The Brisbane City Council has been also been praised for its work providing meaningful employment opportunities.
It was named Employer of the Year at the International Day of People with Disability Awards in 2016, and also won awards in 2017, for its disAbility Action at Work Program.
On average diversely-abled people are paid less, and offered less hours of employment than those with no disability.
However the Brisbane City Council program promotes equal opportunity, pushing the average wage up to $62,000 per annum.
While the idea of welcoming disability into the workforce has been enthusiastically taken up by some sectors, for others, the trend is taking a while to catch on.
Australia still only rates 21 out of 29 Organisation for Economic Co-operation and Development (OECD) countries for employment of people with a disability.

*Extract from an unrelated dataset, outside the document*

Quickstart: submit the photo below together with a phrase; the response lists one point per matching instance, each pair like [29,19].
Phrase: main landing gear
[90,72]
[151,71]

Service providers from across Australia gathered in Brisbane last week to discuss the future of disability employment.
The two-day Disability Employment Australia conference canvassed equal opportunity and career development, among other topics.
Disability Discrimination Commissioner for the Australian Human Rights Commission, Alastair McEwin said complaints relating to discrimination, particularly around employment issues, have reached record highs in the last five years.
He said it’s a significant issue that needs addressing.
“Many employers jump to conclusions very quickly, particularly if the person has an obvious disability-if they need help, or a learning disability,” Mr McEwin said.
“(They’re) very quick to dismiss a person, without considering their value.”
It’s one of the reasons the Federal Government has announced plans for a no-strings-attached work experience day for people with a disability.
The program, tentatively named “Give it a Go Day”, was announced at the Project Open Doors launch in July.
It will offer Australians the chance to try a new career and build networking contacts.
For many, the promise of employment over-shadows the job itself, something Assistant Minister Prentice hopes the program can change.
“Quite often they might get a job and then find out it is not quite what they thought it was but because they are so grateful for the job they don’t speak up and say something,” Ms Prentice said.
“(It’s) a message to the employer that people with disability are great employees, but more importantly for people with a disability to understand what jobs are available in the community and what jobs are available for them.”
Give it a Go Day is on December 3, and organisations can register with the Federal Government as a host.
The 2017 Disability Employment Service annual conference in Brisbane. Keynote speakers discussed equal opportunity and career development during the two day event.